In the context of coastal erosion, managed retreat (also managed realignment) allows an area that was not previously exposed to flooding by the sea to become flooded by removing coastal protection. This process is usually in low lying estuarine areas and almost always involves flooding of land that has at some point in the past been claimed from the sea.
Coastal defence 
In the UK the main reason for implementation of Managed Realignment is generally to improve coastal stability, essentially replacing artificial ‘hard’ coastal defences with natural ‘soft’ coastal landforms (Pethick 2002). This process can be used to protect areas of land further inland rather than that near the coast by relying on natural defences to absorb or dampen the force of waves.
Habitat loss 
In addition to being used as a means of coastal defence, Managed Realignment has also been used in a number of cases to mitigate for loss of intertidal habitat.
Although land claim has been an important factor for salt marsh loss in the UK in the past (Allen 1992) the majority of current salt marsh loss in the UK is believed to be due to erosion (Morris et al. 2004). This erosion may involve coastal squeeze, where protective sea walls prevent the landward migration of salt marsh in response to sea level rise when sediment supply is limited (Hulme 2005; Morris et al. 2004). Salt marshes are protected under the EU Habitats Directive as well as providing habitat for a number of species protected by the Birds Directive (see Natura 2000). Following this guidance, the UK’s biodiversity action plan aims to prevent net losses to the area of salt marsh present in 1992. It is therefore a legal requirement that all losses in marsh area must be compensated by replacement habitat with equivalent biological characteristics (Crooks et al. 2001).

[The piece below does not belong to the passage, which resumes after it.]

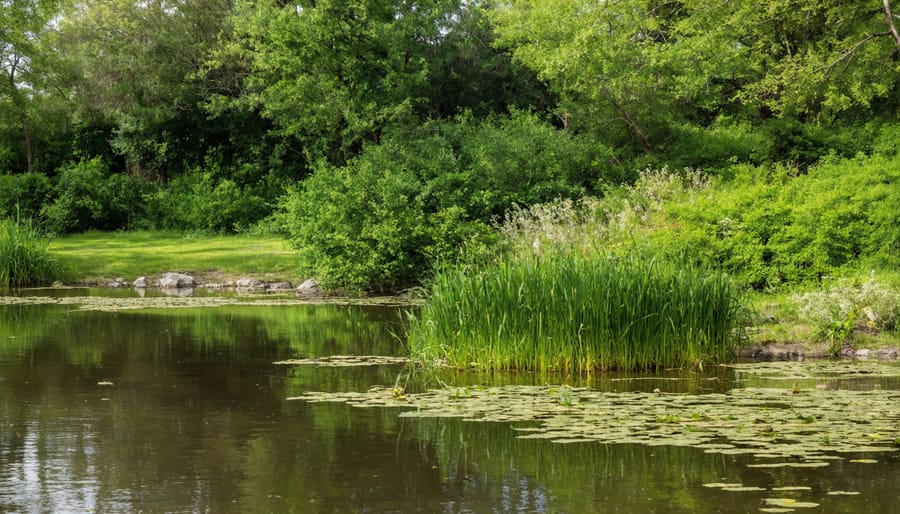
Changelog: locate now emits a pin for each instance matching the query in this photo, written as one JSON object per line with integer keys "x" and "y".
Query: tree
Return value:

This equates to the need to restore approximately 1.4 km² of salt marsh habitat per year in the UK.
There are no direct costs apart from that of removing any defences already in place and maintenance costs are very low.
Sediment flow is also restored to its natural state, beaches can be naturally replenished due to erosion of the coast, providing protection and the balance of the coastline returns.
A certain amount of land will inevitably be lost in this process while beaches are being built up resulting in settlements, farmland and other property being destroyed. Because of this, managed retreat is often not a socially acceptable plan and may invoke the need for compensation to land-owners. Intertidal sites are often a rich archaeological resource and the loss of heritage is a factor to weighed in managed retreat projects.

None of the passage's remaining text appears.